U.K.-based fintech Paysafe (NYSE:PSFE) had a lousy time on the U.S. exchange at the end of the week. On Friday, the company's New York Stock Exchange-listed stock took a 10% hit on some dispiriting news about the future of those shares.

So what

Just after market close on Thursday, Paysafe announced that its board of directors has approved a reverse stock split. The company will reverse-split its common shares at a ratio of one new share for every 12 existing ones. The move will be effective almost immediately after market close this coming Monday, Dec. 12. The freshly reverse-split shares will begin trading the following day.

Prior to the board's nod, the company's latest piece of financial engineering was approved by shareholder vote at a special general meeting held on Thursday. The poll was overwhelmingly in favor of the measure, with approval of over 95%.

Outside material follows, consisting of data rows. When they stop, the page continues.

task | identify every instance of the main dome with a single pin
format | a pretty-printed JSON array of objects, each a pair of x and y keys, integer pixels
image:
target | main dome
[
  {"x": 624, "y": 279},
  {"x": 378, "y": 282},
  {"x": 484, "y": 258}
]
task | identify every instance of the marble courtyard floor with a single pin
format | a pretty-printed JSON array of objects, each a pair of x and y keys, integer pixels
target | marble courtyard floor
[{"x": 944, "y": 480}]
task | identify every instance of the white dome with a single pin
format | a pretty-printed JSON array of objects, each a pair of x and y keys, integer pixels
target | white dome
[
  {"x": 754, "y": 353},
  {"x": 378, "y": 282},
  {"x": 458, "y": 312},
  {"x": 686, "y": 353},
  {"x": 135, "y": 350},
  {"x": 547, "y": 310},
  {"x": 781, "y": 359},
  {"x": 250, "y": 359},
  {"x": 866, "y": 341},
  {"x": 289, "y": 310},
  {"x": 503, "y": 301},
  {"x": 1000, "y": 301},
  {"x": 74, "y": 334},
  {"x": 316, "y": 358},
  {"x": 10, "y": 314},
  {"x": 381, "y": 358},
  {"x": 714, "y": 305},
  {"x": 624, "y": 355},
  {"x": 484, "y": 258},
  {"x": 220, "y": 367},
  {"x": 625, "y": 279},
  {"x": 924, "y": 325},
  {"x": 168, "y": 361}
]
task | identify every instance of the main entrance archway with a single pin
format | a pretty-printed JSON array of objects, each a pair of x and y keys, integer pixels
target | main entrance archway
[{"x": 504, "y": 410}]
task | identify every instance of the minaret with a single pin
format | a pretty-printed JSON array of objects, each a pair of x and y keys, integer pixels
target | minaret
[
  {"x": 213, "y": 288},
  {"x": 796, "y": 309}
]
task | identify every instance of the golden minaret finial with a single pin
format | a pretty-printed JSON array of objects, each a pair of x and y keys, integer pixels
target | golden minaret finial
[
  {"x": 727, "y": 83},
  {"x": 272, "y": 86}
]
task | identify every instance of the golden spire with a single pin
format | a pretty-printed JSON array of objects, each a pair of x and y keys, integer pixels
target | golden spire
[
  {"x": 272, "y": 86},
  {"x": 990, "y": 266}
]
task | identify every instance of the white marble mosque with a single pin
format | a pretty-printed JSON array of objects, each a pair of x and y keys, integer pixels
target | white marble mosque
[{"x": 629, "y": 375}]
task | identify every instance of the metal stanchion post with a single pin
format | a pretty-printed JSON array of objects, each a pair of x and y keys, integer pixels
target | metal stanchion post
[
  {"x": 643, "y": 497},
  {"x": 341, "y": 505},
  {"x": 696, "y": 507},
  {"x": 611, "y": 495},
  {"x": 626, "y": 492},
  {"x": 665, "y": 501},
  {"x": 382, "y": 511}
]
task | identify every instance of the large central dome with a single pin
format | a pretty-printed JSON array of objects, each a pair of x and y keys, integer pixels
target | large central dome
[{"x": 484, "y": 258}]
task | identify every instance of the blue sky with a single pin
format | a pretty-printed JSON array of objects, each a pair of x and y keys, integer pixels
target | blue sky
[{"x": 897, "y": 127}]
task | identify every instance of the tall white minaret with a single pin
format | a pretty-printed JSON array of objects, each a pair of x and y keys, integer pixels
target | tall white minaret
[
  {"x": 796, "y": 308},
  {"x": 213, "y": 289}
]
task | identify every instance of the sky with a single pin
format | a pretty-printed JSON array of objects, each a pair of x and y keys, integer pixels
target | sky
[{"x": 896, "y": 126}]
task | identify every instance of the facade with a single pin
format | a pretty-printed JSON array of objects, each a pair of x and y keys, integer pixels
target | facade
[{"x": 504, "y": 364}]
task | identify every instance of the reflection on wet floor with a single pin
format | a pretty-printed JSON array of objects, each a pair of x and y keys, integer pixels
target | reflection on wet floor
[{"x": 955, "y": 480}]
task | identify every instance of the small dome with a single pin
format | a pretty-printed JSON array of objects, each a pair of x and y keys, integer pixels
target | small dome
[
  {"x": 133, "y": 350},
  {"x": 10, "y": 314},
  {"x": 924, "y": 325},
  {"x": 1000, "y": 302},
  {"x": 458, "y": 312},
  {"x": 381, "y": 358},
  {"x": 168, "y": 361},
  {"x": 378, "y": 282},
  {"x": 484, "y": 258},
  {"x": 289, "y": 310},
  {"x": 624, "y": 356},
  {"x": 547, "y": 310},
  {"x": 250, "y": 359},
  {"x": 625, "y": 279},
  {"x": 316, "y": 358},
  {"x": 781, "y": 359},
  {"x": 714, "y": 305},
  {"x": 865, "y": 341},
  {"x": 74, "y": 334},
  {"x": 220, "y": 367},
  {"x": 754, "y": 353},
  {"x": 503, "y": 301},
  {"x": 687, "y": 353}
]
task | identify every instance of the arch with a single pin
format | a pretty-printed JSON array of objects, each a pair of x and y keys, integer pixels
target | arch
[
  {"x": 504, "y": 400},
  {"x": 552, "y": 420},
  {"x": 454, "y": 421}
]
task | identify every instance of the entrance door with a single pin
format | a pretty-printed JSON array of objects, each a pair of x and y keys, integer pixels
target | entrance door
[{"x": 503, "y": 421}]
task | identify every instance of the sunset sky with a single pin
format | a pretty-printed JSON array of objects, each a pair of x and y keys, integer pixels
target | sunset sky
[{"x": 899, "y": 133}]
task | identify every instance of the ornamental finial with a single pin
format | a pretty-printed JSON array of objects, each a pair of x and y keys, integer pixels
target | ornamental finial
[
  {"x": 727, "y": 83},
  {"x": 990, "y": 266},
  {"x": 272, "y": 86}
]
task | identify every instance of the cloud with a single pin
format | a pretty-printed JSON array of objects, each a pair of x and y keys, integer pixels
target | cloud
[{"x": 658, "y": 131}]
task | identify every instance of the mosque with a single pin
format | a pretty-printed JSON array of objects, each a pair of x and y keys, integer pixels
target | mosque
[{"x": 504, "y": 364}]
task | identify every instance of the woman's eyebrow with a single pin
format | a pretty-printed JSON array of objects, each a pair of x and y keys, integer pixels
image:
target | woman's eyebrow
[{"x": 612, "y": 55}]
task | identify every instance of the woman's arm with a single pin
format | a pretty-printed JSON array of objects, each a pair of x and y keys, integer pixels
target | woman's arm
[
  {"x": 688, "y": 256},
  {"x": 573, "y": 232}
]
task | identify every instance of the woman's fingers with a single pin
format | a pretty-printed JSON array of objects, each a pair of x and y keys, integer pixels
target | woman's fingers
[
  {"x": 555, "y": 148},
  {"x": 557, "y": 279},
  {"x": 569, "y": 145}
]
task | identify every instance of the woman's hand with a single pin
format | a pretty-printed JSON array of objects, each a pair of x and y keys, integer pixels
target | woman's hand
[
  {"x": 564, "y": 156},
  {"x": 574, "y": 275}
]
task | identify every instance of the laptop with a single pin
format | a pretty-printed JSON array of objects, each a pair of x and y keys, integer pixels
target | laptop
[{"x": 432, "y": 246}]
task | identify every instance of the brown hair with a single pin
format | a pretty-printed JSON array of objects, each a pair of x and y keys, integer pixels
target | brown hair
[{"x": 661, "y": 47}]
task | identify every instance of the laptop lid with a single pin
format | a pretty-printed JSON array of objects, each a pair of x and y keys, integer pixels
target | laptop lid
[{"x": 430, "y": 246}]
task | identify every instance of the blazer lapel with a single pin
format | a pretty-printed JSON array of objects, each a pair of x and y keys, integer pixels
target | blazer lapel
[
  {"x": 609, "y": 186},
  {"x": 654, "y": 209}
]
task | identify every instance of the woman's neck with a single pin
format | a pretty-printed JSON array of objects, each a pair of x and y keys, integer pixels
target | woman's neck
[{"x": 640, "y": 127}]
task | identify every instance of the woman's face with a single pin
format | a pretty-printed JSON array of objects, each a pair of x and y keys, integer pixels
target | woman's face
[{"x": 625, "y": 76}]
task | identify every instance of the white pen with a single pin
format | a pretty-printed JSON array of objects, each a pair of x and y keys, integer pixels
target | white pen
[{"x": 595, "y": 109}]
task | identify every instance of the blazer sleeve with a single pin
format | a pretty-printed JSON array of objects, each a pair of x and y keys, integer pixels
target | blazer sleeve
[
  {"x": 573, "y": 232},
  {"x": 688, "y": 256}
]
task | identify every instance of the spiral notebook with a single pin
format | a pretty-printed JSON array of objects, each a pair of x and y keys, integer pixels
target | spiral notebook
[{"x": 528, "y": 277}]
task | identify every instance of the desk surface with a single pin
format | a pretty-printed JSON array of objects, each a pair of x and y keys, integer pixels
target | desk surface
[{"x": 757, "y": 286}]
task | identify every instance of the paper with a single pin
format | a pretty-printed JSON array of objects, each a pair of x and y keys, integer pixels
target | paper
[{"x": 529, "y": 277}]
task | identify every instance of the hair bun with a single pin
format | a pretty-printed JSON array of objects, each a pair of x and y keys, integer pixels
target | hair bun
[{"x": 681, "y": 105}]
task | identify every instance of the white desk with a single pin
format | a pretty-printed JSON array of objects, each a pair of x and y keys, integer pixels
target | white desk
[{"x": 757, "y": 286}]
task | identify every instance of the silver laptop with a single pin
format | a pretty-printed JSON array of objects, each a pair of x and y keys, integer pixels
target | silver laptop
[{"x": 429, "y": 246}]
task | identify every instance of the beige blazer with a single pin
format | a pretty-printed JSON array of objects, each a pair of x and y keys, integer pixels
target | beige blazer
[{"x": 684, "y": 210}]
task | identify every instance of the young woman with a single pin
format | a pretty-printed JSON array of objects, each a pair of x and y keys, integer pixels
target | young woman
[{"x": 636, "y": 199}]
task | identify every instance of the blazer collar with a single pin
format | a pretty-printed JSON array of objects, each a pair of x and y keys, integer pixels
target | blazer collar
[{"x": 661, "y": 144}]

While the reverse stock split didn't come as a surprise -- Paysafe said in mid-November that the relatively uncommon move would be put to a vote -- investors were nevertheless disheartened by the move. A reverse stock split is frequently a strong signal that a company is at serious risk of having its shares delisted. Paysafe currently trades at barely over $1 per share.

Now what

It's important to note that any type of stock split, reverse or standard, does not change the market cap of the splitting party -- it only shifts the number of shares and their price. Additionally, The Motley Fool's research indicates that stock splits have little or no long-term effect on a company's share price; rather, this depends much more on fundamental factors and outside factors such as the state of the macroeconomy.